Whoa, just hold on a second – I thought it was a security risk to stick with one password for everything and never change it?
Well apparently not, it turns out.
According to the Daily Mail, in a new government briefing to power stations, banks and the public sector, cyber experts at CESG – the information security arm of intelligence agency GCHQ has revealed:
It’s one of those counter-intuitive security scenarios – the more often users are forced to change passwords, the greater the overall vulnerability to attack.
Okay, so what is all the crap about changing your passwords more times than you change your pants in order to stay safe?
Anyway, the advice continues:
Most password policies insist that we have to keep changing them.

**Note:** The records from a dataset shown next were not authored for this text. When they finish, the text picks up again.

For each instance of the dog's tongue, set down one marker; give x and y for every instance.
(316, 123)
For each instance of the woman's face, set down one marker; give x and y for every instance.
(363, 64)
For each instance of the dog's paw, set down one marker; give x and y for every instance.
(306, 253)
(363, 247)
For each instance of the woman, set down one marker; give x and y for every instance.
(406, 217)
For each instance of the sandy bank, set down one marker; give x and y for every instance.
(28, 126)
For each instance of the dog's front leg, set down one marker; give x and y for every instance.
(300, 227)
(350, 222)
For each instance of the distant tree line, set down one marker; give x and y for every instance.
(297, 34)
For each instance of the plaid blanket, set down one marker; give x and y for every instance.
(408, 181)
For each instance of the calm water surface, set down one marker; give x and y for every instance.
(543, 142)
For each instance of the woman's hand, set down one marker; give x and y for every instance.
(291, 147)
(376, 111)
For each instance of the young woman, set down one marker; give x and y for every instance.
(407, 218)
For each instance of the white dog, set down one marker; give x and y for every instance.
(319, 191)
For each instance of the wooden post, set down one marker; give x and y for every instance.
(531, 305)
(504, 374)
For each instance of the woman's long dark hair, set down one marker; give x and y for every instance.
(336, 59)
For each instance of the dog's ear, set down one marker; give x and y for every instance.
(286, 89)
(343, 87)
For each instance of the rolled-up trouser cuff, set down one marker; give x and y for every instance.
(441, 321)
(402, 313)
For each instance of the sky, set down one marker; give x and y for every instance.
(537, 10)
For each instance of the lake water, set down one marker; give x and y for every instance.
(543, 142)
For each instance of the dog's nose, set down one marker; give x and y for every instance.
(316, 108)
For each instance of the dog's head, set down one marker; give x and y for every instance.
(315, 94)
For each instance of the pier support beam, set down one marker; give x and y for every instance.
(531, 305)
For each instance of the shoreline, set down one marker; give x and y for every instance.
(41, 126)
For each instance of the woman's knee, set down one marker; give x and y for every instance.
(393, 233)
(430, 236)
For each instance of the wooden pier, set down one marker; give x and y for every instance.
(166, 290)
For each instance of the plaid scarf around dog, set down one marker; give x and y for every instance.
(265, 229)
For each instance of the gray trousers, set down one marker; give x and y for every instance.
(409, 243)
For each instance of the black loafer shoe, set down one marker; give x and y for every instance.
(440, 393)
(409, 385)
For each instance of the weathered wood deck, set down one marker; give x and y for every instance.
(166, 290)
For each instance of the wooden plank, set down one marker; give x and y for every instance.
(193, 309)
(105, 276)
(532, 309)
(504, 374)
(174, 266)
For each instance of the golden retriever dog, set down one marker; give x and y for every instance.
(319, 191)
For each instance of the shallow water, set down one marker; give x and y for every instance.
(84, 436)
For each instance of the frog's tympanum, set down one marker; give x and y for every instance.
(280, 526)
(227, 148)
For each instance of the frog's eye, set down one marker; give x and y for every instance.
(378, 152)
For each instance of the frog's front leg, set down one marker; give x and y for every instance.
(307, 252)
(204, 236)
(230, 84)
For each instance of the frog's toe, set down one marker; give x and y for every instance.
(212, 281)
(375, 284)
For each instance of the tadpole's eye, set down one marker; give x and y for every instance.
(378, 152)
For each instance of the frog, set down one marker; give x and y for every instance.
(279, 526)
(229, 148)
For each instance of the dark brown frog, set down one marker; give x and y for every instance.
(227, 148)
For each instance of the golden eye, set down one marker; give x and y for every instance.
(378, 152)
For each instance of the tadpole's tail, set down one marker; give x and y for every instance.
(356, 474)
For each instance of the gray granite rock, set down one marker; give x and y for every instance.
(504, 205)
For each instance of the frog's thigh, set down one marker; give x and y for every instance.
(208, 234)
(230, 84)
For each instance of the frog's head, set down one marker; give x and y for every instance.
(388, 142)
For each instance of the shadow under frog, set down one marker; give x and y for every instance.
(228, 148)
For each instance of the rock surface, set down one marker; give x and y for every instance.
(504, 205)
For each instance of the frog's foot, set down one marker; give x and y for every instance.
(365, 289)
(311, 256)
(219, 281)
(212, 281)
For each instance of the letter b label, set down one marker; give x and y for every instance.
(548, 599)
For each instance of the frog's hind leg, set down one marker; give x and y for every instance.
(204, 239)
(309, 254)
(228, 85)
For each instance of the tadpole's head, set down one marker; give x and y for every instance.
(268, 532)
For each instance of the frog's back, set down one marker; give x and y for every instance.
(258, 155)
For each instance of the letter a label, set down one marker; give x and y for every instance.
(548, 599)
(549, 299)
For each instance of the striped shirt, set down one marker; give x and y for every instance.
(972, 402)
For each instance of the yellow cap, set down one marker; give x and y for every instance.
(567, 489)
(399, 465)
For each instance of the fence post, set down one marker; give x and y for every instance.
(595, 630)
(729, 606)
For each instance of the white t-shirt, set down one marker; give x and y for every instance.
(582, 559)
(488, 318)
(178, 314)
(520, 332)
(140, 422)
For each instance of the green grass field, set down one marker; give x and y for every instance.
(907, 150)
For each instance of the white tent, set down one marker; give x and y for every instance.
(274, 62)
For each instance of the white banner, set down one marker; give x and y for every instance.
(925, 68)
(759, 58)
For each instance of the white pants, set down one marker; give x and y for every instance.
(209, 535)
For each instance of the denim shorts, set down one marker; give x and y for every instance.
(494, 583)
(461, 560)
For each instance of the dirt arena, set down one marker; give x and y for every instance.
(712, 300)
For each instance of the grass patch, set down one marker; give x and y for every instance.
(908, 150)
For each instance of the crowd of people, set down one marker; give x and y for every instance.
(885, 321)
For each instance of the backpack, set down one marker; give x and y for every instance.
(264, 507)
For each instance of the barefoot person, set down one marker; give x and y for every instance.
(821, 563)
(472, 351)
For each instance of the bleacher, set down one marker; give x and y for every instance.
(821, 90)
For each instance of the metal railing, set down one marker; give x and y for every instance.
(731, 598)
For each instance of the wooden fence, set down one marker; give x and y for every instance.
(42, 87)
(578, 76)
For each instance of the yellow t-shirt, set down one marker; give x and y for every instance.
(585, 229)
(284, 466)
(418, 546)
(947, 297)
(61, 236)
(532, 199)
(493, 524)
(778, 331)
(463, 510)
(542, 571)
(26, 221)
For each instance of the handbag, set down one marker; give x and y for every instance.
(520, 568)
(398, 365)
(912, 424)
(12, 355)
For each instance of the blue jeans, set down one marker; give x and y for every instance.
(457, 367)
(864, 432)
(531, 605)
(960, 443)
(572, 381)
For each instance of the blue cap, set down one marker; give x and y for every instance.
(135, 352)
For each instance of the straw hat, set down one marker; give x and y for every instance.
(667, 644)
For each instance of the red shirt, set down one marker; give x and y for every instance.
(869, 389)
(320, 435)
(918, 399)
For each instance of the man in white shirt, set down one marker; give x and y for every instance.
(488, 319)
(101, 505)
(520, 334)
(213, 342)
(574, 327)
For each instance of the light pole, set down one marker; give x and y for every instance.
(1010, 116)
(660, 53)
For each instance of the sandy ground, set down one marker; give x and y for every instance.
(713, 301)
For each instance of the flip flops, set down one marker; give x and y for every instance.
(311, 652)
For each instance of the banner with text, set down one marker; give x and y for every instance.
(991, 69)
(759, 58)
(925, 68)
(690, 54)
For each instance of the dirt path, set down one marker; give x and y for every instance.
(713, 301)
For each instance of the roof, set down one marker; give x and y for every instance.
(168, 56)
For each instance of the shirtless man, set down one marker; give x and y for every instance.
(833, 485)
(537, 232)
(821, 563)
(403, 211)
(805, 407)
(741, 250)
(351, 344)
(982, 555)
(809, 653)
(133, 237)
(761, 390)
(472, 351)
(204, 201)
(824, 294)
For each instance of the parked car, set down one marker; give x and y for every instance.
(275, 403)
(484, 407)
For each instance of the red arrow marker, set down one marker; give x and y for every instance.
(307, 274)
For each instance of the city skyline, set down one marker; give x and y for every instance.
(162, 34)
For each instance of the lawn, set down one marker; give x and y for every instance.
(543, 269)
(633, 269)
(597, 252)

And when forced to change one, the chances are that the new password will be similar to the old one.
Apparently attackers can exploit this as new passwords are more likely to be forgotten, which leads to users being locked out, which allows hackers an opportunity to strike.
And, as a result, CESG now recommends organisations do not force regular password expiry.
The advice comes as ministers urge greater protection against cyber crime, after a survey found two-thirds of large businesses suffered an attack or security breach in the past year.
It’s also great news for me as I only have the capacity to retain one password at the best of times – let alone when I’m trying to make an impulse eBay purchase at two in the morning.